Between August 2015 and June 2016, Elusion made representations on its website that its e-cigarette products did not contain:

  • Harmful chemicals, cancer-causing chemicals or carcinogens.

  • Harmful chemicals, cancer-causing chemicals or carcinogens found in tobacco cigarettes.

  • Any of the chemicals found in tobacco cigarettes.

What did the Australian consumer watchdog allege?

The Australian Competition and Consumer Commission (ACCC) alleged that the representations had the ability to mislead consumers about the health effects of non-nicotine e-cigarettes. More specifically, the ACCC argued that, by making the representations, Elusion had breached the ACL in the following ways:

  • By engaging in conduct that was misleading or deceptive, or likely to mislead or deceive.[2]

  • By making false or misleading representations that goods were of a particular composition in connection with the supply or possible supply, and the promotion of the supply or use of goods.[3]

  • By engaging in conduct that was likely to mislead the public about the nature or characteristics of goods.[4]

The ACCC also alleged that John Dennis Burden, the managing director of Elusion, was directly or indirectly concerned in, or a party to, the above breaches because he had knowledge of Elusion’s conduct.[5] 

Elusion rolls over and admits to allegations

In an interesting twist, Mr Burden appeared on behalf of himself and Elusion. He admitted to the allegations made by the ACCC. As a result, the parties negotiated the matter and sought orders and declarations from the Court by consent.

The Court exercised its discretion and agreed that the orders sought by the parties were appropriate. Accordingly, the Court made the following orders:

  • Elusion was fined $40,000.

  • Mr Burden was fined $15,000.

  • Both Elusion and Mr Burden were restrained from further making the representations.

  • Elusion was ordered to remove all advertising or promotional material containing the representations within seven days.

  • Elusion was ordered to publish details of its breach on its website for a 90-day period.

  • Mr Burden was ordered to attend and undertake a training session on obligations and responsibilities under the ACL and to provide the ACCC with a certificate of completion.

  • Each of Elusion and Mr Burden were ordered to pay $5,000 to the ACCC for its costs. Although the ACCC had incurred higher costs in litigating the matter, it did not claim its full costs due to the cooperation of the parties in settling the matter.

What should you take away?

Directors may be personally liable for breaching the ACL

If you are a director of a company operating in the retail sector, you may be held personally liable if your company breaches the ACL. 

One of the advantages of trading as a corporation is that it enjoys limited liability and has a separate personality from its directors (except in limited circumstances).

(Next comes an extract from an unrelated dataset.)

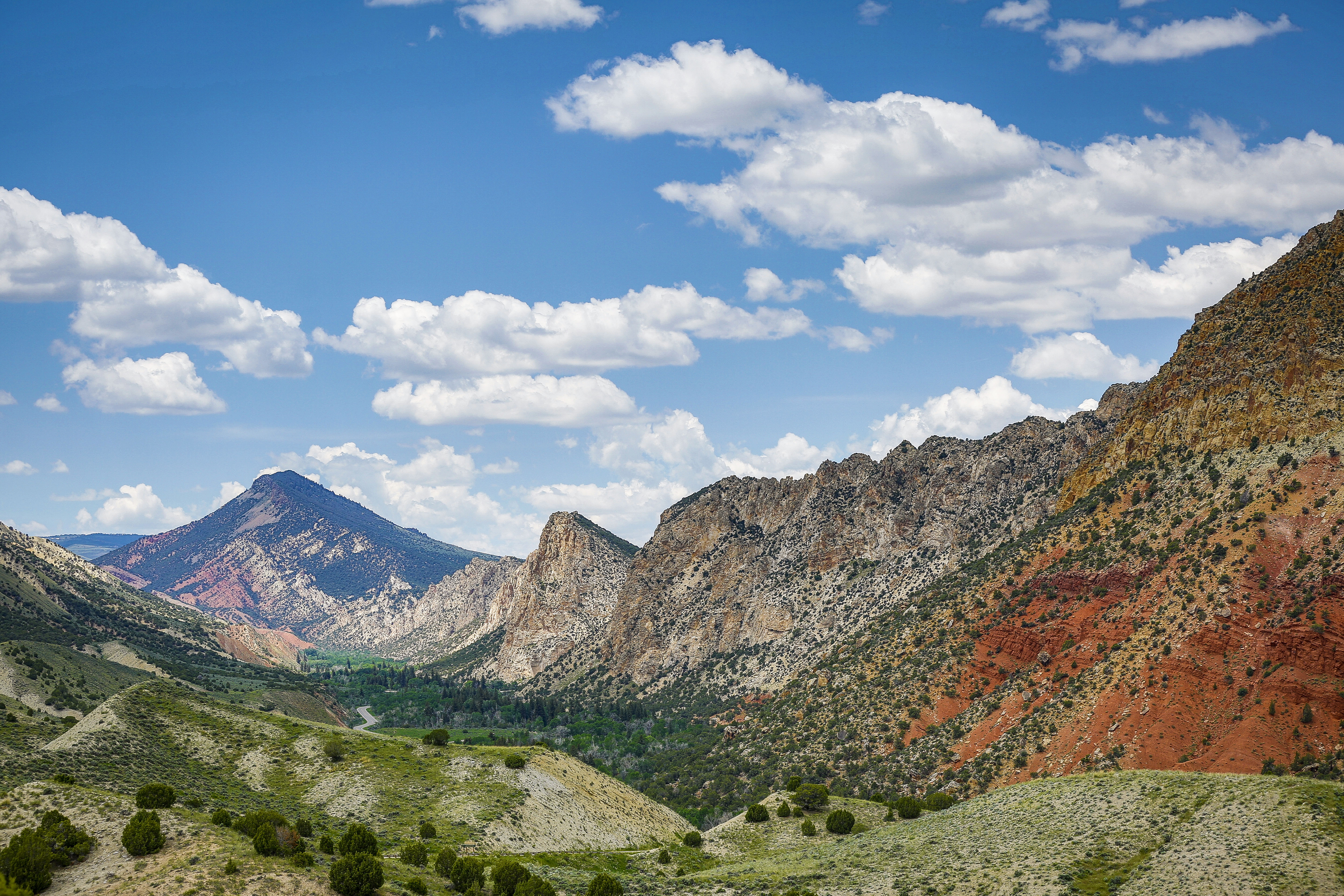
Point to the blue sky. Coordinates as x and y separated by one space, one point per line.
814 229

In this case, Mr Burden was also fined because he had knowledge of the essential elements of Elusion’s breach of the ACL. In addition, he was knowingly concerned in or a party to those breaches.  In its judgment, the Court referred to Mr Burden as being the ‘controlling mind’ of Elusion.

The ACL can apply to companies based overseas

Although Elusion is registered and based in New Zealand, the ACCC used the following facts to argue that the representations took place in Australia and, as a result, that the ACL applied:

  • The website stated that Elusion shipped products Australia-wide.

  • The website quoted prices in Australian dollars.

  • Elusion had accepted payment from customers in Australian dollars.

The decision in this case echoes the ACCC’s earlier success against international gaming company Valve Corporation, which had made misrepresentations about consumer guarantees on its website, in breach of the ACL.[6]  Both cases show that the ACCC is taking action against businesses that breach the ACL, regardless of whether or not they are based in Australia.

Would you like to find out more?

If you are an international business supplying goods or services to consumers in Australia and want a clear understanding of your obligations under the Australian Consumer Law, contact us.

Author: Priti Joshi

 

[1] Australian Consumer Law, Competition and Consumer Act 2010 (Cth), schedule 2 (ACL).

[2] In breach of section 18 of the ACL.

[3] In breach of section 29(1)(a) of the ACL.

[4] In breach of section 33 of the ACL.

[5] In breach of sections 224(1)(e) and 232(1)(e) of the ACL.

[6] Australian Competition and Consumer Commission v Valve Corporation (No 3) (2016) 337 ALR 681.